Nei giorni in cui Beppe Grillo è annunciato a Roma per risolvere la crisi interna, il Movimento vive una tregua.
Armata ma è pur sempre tregua. E un momento di confronto ci sarà, tra Giuseppe Conte e Luigi Di Maio, probabilmente con un'assemblea congiunta che verrà trasmessa sui social grillini.
Intanto però i due si trovano allineati - per una volta - nel dire di no a un rimpasto. Non sono i soli.
Per Matteo Salvini e Silvio Berlusconi «non è il momento», nonostante alcuni ministri «non abbiano brillato», fa notare il leader della Lega, e lo stesso sostiene il Pd, come spiegato da Debora Serracchiani ieri su La Stampa.

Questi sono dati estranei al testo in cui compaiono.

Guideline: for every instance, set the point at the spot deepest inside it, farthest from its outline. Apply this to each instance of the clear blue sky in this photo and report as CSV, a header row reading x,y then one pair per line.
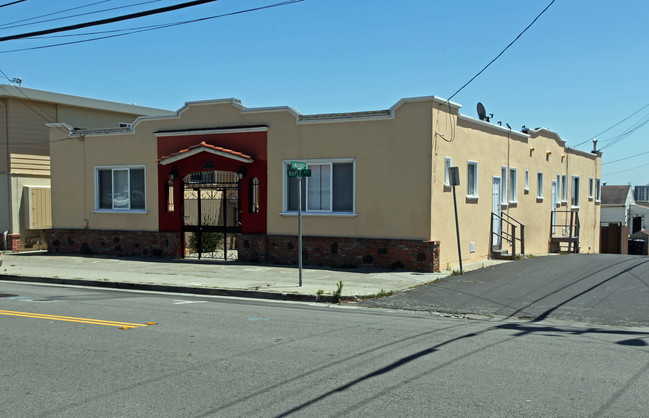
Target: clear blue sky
x,y
581,68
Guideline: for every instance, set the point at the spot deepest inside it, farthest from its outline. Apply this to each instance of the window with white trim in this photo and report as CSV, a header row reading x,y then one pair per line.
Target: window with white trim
x,y
513,195
447,174
120,188
472,179
574,196
503,185
330,189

Ma se ogni giorno c'è qualcuno che frena di fronte all'ipotesi di rimettere mano alla squadra di governo, evidentemente il rischio è tutt' altro che scongiurato. Anche perché continuano le pressioni su Mario Draghi da parte di quelle forze centriste finora rimaste a stomaco vuoto di poltrone, come Coraggio Italia.

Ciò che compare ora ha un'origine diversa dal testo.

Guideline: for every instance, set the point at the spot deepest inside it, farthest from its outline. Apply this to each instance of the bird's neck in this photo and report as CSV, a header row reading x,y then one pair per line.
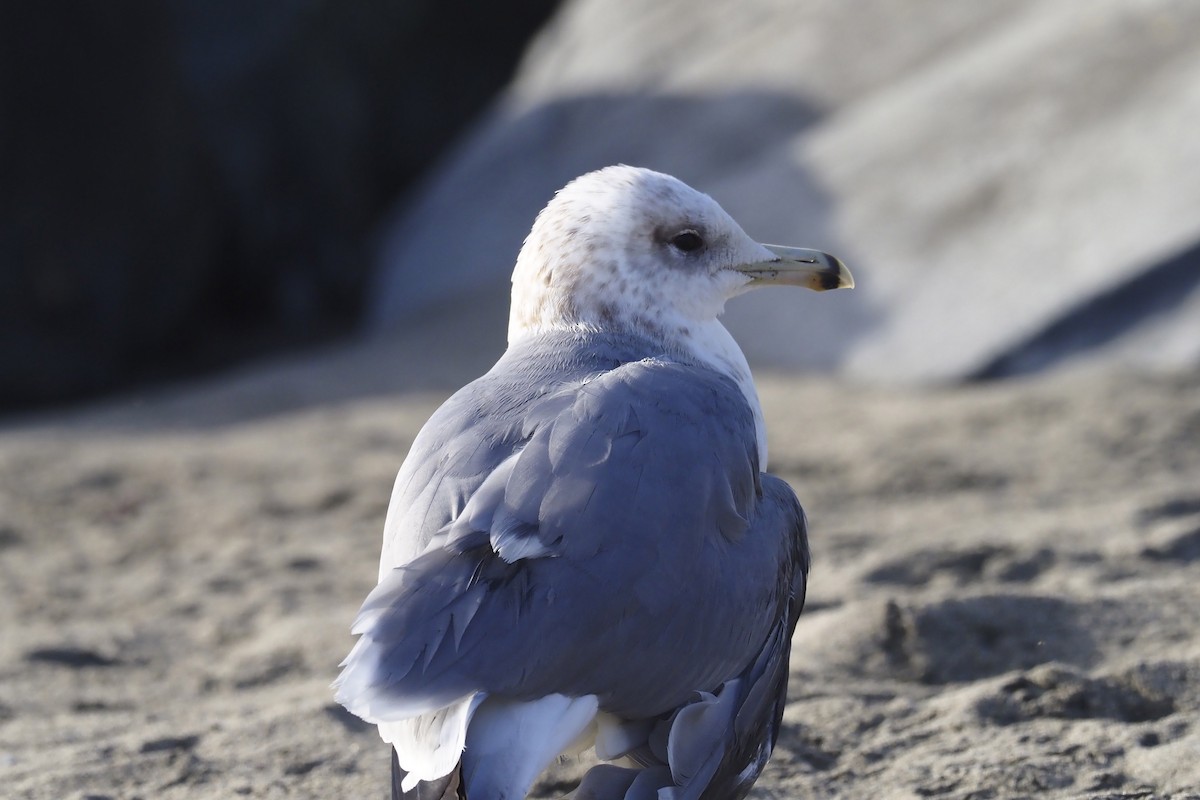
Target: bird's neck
x,y
712,343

Qualche giorno fa Di Maio, in una telefonata con il sindaco di Venezia Luigi Brugnaro, leader di Coraggio Italia, è stato chiaro: «Con un rimpasto, rischiamo di provocare delle fibrillazioni pericolose per la tenuta del governo». Il momento, ha fatto notare a Brugnaro, «è delicato».

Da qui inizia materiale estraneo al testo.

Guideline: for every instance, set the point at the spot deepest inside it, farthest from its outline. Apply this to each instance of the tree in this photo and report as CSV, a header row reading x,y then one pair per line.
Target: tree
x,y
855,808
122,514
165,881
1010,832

Il sindaco, con cui Di Maio vanta ottimi rapporti, avrebbe provato a minimizzare, ma sa bene che la paura del ministro degli Esteri non riguarda solo la stabilità dell'esecutivo.
Di Maio teme che si possa innescare un domino pericoloso tra i sottosegretari e lo avrebbe fatto intendere - sostengono dal Movimento - anche durante i colloqui avuti con i pontieri grillini per ricucire lo strappo con Conte.
Nel sottogoverno, infatti, il ministro degli Esteri ha delle pedine fondamentali della sua rete di potere interna al Movimento: dal suo sottosegretario alla Farnesina, Manlio Di Stefano, alla sottosegretaria alla Giustizia Anna Macina, passando per il ministero per il Sud e la coesione territoriale, presidiato da Dalila Nesci, fino al ministero dell'Economia dove siede, da viceministra, il suo braccio destro Laura Castelli, che nei prossimi mesi gestirà per i Cinque stelle la partita delle nomine dei vertici di 41 società partecipate o controllate dal Tesoro arrivate ormai in scadenza.
Nessuno di loro, nei ragionamenti di Di Maio, deve dunque correre il pericolo di essere rimosso. Perché anche da qui passa, per il ministro del Movimento Cinque Stelle, la strada che porta a un suo ritorno alla centralità nel partito.